As the temperature outside begins to drop, condensation build up can become an issue for homeowners. Condensation occurs when the water vapour comes into contact with a colder surface then the surrounding air. This is commonly found on the inside of windows of older homes as the glass allows the heat from the room to pass through and often becomes the room’s coldest surface.
Everyday activities – such as boiling the kettle, washing dishes and bathing – can create water vapour, which when the temperature outside is lower, can lead to condensation on windows, doors and other glass surfaces. While you can’t control the elements outside, there are steps you can take inside to minimise the risk of condensation. MyGlazing.com, the independent glass and glazing advice site for homeowners, explain how.
1. Upgrade your glazing
As condensation only forms on surfaces colder than the surrounding air, double or triple glazing can greatly reduce it as it allows the inner glass of the window to retain heat – and a warmer glass surface means less risk of condensation. Energy efficient glazing reduces the amount of heat that can pass through the glazing unit, meaning the outer pane remains cold, and as the dew point of the outside air occurs, the vapour condenses upon this surface, instead of internally. As such, replacing your windows to more energy efficient glazing can be a long term solution to the problem which, if left untreated, can lead to more damaging problems such as damp and wood rot. Double or triple glazed windows are also designed to reduce the loss of heat from a room, which is an extra bonus!
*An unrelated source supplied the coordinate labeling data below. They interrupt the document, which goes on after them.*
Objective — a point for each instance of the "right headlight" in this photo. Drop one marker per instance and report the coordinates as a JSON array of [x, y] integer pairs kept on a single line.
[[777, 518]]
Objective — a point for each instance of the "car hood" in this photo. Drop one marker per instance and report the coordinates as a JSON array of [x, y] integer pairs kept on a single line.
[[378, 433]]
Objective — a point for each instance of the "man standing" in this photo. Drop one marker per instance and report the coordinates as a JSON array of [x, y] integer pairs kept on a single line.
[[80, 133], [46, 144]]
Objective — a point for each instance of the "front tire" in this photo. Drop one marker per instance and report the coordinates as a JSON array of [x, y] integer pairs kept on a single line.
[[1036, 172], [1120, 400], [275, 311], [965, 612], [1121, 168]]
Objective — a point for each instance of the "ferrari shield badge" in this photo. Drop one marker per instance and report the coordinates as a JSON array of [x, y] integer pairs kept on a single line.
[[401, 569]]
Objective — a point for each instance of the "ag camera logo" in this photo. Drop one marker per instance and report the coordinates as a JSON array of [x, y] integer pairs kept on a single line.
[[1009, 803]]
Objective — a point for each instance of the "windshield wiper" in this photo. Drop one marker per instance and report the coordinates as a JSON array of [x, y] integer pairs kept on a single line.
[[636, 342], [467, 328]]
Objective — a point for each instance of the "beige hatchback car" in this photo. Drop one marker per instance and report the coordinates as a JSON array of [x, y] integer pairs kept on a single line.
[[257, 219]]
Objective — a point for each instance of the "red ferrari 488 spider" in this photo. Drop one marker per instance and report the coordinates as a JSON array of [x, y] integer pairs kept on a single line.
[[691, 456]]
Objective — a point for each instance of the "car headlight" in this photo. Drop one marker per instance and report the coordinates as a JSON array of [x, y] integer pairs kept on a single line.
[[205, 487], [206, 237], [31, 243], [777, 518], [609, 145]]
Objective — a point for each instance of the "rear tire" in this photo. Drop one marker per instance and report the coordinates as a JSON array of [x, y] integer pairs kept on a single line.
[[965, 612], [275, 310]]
2. Consider the ventilation in your home
Ventilation is the exchange of air between the interior and exterior of a building. Something as simple as ensuring doors and windows are opened regularly to allow the rapid exchange of air, or a more long term solution such as fitting vents between rooms around the home to encourage the circulation of air, will help water vapour evaporate, preventing condensation. Vents should be fitted approximately 1.7 meters off the ground to avoid drafts. If you have ventilation systems such as air conditioning units or extractor fans, make sure these are working efficiently and not being blocked by dust or debris – a common problem with fans.
3. Increase the temperature
By turning the heating up a few degrees you can encourage a more rapid evaporation of water vapour in the air. The quicker the water evaporates, the less chance there is of it sitting on windows and other colder surfaces.
4. Fit draft excluders
By draft proofing internal doors you can prevent the movement of air with high water vapour content. Keep in mind that water vapour does not remain in the room where it is first generated, but tends to migrate all over the home as air pressure in the original room may be higher than elsewhere, and so the moist air will be forced out into rooms with a lower pressure. For example, draft proofing the bathroom door will prevent steam from building up in the hall, which may have surfaces more likely to suffer from damp, such as carpets and wallpaper.
5. Think about your curtains
Curtains can trap warm, water vapour-heavy air between the room and the window which will lead to a build-up of condensation on the glass. Ensure curtains are at least 15cm to 20cm away from window glass to allow free movement of warm air and prevent damp building up on the fabric.